A more recent study based on working condition surveys in Colombia, Argentina, Chile, Uruguay and Central America breaks the problem down further. Examining non-agricultural employees with a written contract, it finds that between 11.9% of men in Argentina and 50.9% of men in Colombia breathe in chemical substances in the course of their work and a majority of both men and women in all countries of the survey engage in repetitive movements that can cause negative health consequences, with the highest percentages of poor health reported by women in Central America (24.3%) and Chile (33.4%)
Still, those results are an underestimate. That is because, as the authors emphasize, they exclude agricultural workers, who usually face worse working conditions and the informally employed, who, according to an IDB study, suffer from an absence of collective bargaining, insurance mechanisms, legal standards, and regulation and monitoring of work conditions. Labor informality also is associated with temporary employment, long working hours, and hazardous exposures.
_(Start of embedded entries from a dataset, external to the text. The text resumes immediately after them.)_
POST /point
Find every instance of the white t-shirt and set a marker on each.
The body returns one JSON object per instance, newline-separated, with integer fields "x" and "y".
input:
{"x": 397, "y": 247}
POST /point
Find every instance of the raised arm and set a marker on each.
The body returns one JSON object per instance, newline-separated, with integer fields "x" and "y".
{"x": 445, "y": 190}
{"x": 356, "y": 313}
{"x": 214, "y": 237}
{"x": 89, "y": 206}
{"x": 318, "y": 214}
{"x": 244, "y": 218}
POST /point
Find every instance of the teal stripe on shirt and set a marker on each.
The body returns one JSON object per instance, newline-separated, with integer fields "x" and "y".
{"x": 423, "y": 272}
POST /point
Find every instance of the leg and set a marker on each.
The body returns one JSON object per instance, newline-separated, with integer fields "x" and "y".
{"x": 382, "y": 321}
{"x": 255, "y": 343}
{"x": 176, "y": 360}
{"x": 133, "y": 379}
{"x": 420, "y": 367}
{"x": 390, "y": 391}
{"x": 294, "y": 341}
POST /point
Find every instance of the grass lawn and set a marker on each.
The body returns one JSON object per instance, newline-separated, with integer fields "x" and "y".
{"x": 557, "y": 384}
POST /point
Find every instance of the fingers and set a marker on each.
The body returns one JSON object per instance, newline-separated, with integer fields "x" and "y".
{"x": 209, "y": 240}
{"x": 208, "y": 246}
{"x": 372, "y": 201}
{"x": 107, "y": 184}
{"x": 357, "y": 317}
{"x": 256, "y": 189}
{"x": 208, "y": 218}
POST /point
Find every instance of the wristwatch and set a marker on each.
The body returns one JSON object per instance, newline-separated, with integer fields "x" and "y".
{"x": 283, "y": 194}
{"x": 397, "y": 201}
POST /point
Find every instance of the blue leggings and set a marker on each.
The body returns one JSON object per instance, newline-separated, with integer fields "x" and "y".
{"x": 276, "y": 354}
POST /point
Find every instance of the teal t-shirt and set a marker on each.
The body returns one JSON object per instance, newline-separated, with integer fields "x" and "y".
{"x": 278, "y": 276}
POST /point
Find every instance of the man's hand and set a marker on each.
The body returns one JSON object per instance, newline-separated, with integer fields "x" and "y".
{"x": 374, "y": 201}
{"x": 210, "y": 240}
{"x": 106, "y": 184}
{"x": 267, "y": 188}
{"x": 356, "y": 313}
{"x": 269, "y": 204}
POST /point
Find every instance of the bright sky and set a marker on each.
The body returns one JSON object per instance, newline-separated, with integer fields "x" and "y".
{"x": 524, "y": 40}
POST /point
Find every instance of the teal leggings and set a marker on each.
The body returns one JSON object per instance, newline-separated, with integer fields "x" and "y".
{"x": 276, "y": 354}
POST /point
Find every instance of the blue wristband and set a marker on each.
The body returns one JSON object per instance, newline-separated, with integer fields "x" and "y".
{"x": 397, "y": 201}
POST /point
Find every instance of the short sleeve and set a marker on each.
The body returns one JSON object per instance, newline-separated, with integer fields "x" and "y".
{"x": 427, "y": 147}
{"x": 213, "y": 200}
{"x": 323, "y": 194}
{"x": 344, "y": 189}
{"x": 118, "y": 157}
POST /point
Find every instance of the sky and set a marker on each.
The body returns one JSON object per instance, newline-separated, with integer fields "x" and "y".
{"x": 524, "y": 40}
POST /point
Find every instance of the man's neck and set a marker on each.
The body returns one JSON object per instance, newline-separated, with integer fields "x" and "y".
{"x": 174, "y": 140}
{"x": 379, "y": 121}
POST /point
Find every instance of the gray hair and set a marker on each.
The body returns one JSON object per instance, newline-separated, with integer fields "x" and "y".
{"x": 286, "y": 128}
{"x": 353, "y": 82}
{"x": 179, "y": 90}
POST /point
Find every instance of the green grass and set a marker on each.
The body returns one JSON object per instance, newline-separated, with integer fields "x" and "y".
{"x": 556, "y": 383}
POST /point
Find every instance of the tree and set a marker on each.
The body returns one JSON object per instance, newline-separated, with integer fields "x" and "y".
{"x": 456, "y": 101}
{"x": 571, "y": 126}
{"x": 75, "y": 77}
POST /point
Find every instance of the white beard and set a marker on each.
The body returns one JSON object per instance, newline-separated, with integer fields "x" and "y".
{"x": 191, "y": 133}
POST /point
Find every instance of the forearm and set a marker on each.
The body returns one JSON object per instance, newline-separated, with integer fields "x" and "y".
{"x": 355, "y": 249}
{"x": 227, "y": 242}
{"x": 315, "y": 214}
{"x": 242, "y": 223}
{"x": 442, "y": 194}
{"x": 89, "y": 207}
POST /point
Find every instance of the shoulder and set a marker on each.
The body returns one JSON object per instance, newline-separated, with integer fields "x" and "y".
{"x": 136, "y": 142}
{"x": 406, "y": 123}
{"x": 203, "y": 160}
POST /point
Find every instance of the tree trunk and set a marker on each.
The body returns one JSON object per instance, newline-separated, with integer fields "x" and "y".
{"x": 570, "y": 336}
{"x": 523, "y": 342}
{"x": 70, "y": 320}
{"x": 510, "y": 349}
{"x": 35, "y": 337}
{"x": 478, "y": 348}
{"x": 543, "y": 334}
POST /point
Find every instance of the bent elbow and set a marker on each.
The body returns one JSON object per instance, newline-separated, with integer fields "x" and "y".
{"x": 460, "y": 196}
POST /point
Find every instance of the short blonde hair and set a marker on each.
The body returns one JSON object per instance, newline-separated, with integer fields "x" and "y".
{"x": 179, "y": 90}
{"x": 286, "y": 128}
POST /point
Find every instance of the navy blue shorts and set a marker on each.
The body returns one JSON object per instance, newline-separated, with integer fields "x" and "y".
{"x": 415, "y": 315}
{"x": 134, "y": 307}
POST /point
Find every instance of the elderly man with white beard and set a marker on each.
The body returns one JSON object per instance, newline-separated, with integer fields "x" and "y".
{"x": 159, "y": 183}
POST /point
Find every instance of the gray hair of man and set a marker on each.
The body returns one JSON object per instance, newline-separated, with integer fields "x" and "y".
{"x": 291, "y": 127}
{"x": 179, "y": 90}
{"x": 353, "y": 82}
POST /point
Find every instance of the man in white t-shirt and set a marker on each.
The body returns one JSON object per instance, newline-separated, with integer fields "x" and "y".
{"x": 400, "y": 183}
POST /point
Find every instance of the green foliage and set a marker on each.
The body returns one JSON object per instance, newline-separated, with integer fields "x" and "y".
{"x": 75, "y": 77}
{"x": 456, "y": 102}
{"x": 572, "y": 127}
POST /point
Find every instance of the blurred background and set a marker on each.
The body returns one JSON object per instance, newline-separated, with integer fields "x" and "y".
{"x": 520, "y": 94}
During the 2000s, a commodity boom, fed by insatiable Chinese demand for commodities, along with increases in foreign investment and public and private spending, led to an increase in the demand for low-skilled labor in South America and a reduction in informality.
But despite those gains, labor informality continues to haunt Latin America and the Caribbean. It creates problems not only for retirees — given that more than half the population doesn’t pay into a pension system — but also for those actively employed. In Central America, for example, more than 60% of non-agricultural workers labor in the informal sector and two-thirds lack social security coverage, according to a recent study. The highest levels of poor health, as revealed in a survey, were among women employers with less than five employees (a proxy for informality) and no social security coverage (43%) and for self-employed men who also lacked social security coverage (33.6%).
Those disabilities constitute a moral failure and are surely affecting productivity and growth through numerous channels. Yet, a mixture of underreporting by firms, poor government information systems, and a lack of standard criteria for analysis, make it extremely difficult to both understand the problem and design better policies to combat it. To that end a new initiative, launched by a group of international experts from Latin America, the United States, Spain and the European Union, known as Red Experta ECoTES, has designed a survey on Working Conditions, Employment and Health in Latin America and the Caribbean to improve the quality and comparability of information. It is but one small piece of what will be needed to tackle an enormous and poorly addressed predicament.